SAT

The SAT (/ˌɛsˌˈt/ ess-ay-TEE) is a standardized test widely used for college admissions in the United States. Since its debut in 1926, its name and scoring have changed several times; originally called the Scholastic Aptitude Test, it was later called the Scholastic Assessment Test, then the SAT I: Reasoning Test, then the SAT Reasoning Test, then simply the SAT.

SAT
TypePaper-based standardized test
Developer / administratorCollege Board, Educational Testing Service
Knowledge / skills testedWriting, critical reading, mathematics
PurposeAdmission to undergraduate programs of universities or colleges
Year started1926; 95 years ago (1926)
Duration3 hours (without the essay) or 3 hours 50 minutes (with the essay until June 2021)
Score / grade rangeTest scored on scale of 200–800, (in 10-point increments), on each of two sections (total 400–1600).
Essay scored on scale of 2–8, in 1-point increments, on each of three criteria
Offered7 times annually[lower-alpha 1]
Countries / regionsWorldwide
LanguagesEnglish
Annual number of test takers Over 2.19 million high school graduates in the class of 2020[2]
Prerequisites / eligibility criteriaNo official prerequisite. Intended for high school students. Fluency in English assumed.
FeeUS$55.00 to US$108.00, depending on country.[3]
Scores / grades used byMost universities and colleges offering undergraduate programs in the U.S.
Websitesat.collegeboard.org
2013 logo

The SAT is wholly owned, developed, and published by the College Board, a private, not-for-profit organization in the United States. It is administered on behalf of the College Board by the Educational Testing Service,[4] which until recently developed the SAT as well.[5] The test is intended to assess students' readiness for college. The SAT was originally designed not to be aligned with high school curricula,[6] but several adjustments were made for the version of the SAT introduced in 2016, and College Board president, David Coleman, has said that he also wanted to make the test reflect more closely what students learn in high school with the new Common Core standards.[7]
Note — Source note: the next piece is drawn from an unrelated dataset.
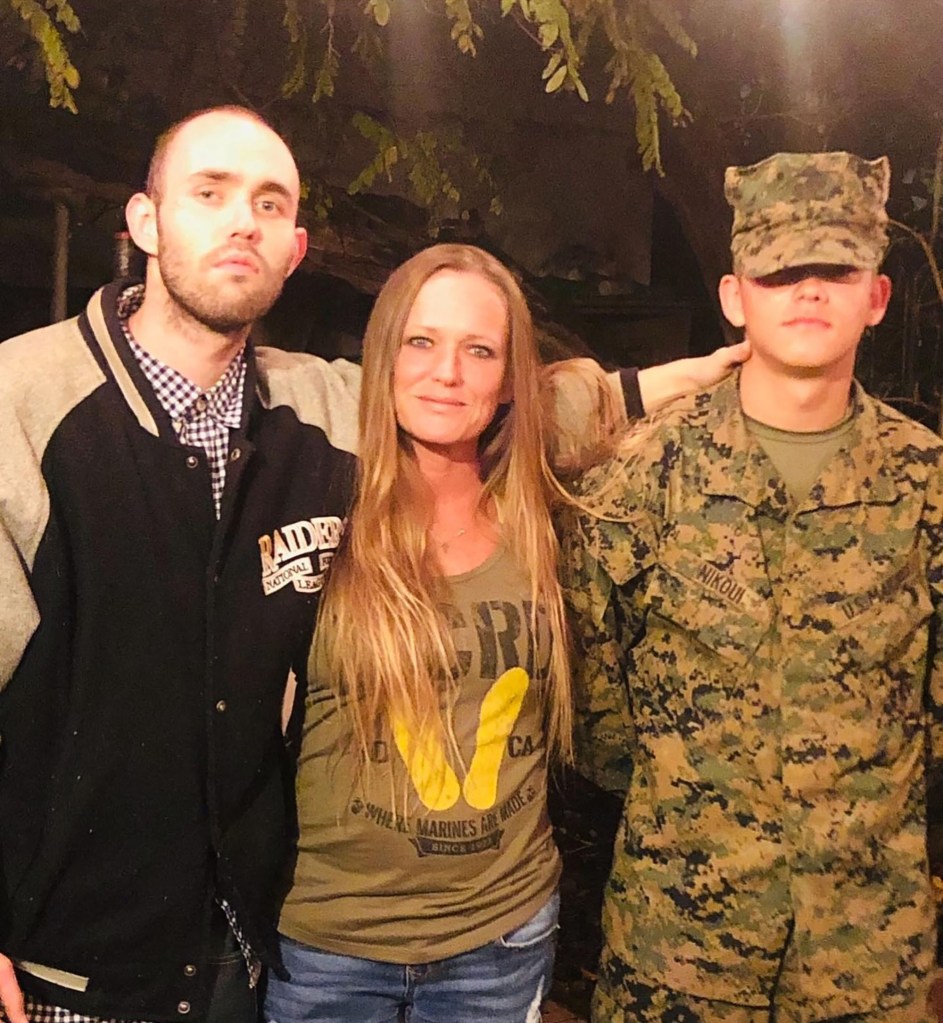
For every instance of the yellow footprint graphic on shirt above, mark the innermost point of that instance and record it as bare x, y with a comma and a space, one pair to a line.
496, 721
430, 771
The SAT takes three hours to finish and as of 2021 costs US$55.00, excluding late fees, with additional processing fees if the SAT is taken outside the United States.[8] Scores on the SAT range from 400 to 1600, combining test results from two 200-to-800-point sections: the Mathematics section and the Evidence-Based Reading and Writing section. Although taking the SAT, or its competitor the ACT, is required for freshman entry to many colleges and universities in the United States,[9] during the 2010s, many institutions made these entrance exams optional,[10][11][12] but this did not stop the students from attempting to achieve high scores[13] as they and their parents are skeptical of what "optional" means in this context.[14][15] In fact, the test-taking population was increasing steadily.[16] And while this may have resulted in a long-term decline in scores,[16][17][18] experts cautioned against using this to gauge the scholastic levels of the entire U.S. population.[18]

Starting with the 2015–16 school year, the College Board began working with Khan Academy to provide free SAT preparation.[19] On January 19, 2021, the College Board announced the discontinuation of the optional essay section, as well as its SAT Subject Tests, after June 2021.[20][21]

While a considerable amount of research has been done on the SAT, many questions and misconceptions remain.[22][23] Outside of college admissions, the SAT is also used by researchers studying human intelligence in general and intellectual precociousness in particular,[24][25][26] and by some employers in the recruitment process.[27][28][29]